Biostatistics | 2009
Ardo van den Hout; Fiona E. Matthews
Interval-censored longitudinal data taken from a Norwegian study of individuals with Parkinsons disease are investigated with respect to the onset of dementia. Of interest are risk factors for dementia and the subdivision of total life expectancy (LE) into LE with and without dementia. To estimate LEs using extrapolation, a parametric continuous-time 3-state illness–death Markov model is presented in a Bayesian framework. The framework is well suited to allow for heterogeneity via random effects and to investigate additional computation using model parameters. In the estimation of LEs, microsimulation is used to take into account random effects. Intensities of moving between the states are allowed to change in a piecewise-constant fashion by linking them to age as a time-dependent covariate. Possible right censoring at the end of the follow-up can be incorporated. The model is applicable in many situations where individuals are followed over a long time period. In describing how a disease develops over time, the model can help to predict future need for health care.

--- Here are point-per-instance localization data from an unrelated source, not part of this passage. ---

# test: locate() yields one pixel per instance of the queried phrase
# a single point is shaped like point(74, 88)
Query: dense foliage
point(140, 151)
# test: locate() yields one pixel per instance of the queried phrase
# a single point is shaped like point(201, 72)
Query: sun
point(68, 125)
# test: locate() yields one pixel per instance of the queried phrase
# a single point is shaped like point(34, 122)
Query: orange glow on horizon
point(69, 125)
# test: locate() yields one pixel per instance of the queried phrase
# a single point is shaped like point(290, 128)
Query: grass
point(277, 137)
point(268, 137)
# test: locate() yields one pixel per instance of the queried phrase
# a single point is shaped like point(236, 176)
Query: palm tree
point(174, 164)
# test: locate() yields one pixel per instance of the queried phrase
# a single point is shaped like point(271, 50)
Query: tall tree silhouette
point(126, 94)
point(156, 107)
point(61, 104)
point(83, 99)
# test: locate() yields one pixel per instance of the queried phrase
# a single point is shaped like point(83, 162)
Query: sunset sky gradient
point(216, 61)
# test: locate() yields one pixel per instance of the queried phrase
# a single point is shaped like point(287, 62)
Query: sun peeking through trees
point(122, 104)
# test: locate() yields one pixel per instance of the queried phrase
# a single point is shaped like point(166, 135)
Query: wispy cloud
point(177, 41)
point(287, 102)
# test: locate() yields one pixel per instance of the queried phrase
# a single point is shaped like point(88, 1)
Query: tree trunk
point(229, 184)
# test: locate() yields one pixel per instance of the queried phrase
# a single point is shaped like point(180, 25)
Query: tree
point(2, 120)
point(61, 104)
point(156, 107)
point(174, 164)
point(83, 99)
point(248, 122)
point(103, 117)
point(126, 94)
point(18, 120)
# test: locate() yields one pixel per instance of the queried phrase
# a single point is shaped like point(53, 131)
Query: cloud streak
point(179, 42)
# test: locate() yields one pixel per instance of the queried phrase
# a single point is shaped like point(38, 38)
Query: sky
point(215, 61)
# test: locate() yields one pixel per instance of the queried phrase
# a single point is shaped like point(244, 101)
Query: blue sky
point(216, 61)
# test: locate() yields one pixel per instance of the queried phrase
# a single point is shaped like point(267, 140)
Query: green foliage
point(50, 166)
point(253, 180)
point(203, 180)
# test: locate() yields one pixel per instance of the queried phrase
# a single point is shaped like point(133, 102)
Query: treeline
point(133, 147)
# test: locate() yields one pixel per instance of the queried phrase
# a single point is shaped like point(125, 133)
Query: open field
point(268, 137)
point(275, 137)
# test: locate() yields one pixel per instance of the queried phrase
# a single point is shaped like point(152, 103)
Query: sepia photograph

Statistics in Medicine | 2011
Ardo van den Hout; Graciela Muniz-Terrera; Fiona E. Matthews
Change point models are used to describe processes over time that show a change in direction. An example of such a process is cognitive ability, where a decline a few years before death is sometimes observed. A broken-stick model consists of two linear parts and a breakpoint where the two lines intersect. Alternatively, models can be formulated that imply a smooth change between the two linear parts. Change point models can be extended by adding random effects to account for variability between subjects. A new smooth change point model is introduced and examples are presented that show how change point models can be estimated using functions in R for mixed-effects models. The Bayesian inference using WinBUGS is also discussed. The methods are illustrated using data from a population-based longitudinal study of ageing, the Cambridge City over 75 Cohort Study. The aim is to identify how many years before death individuals experience a change in the rate of decline of their cognitive ability.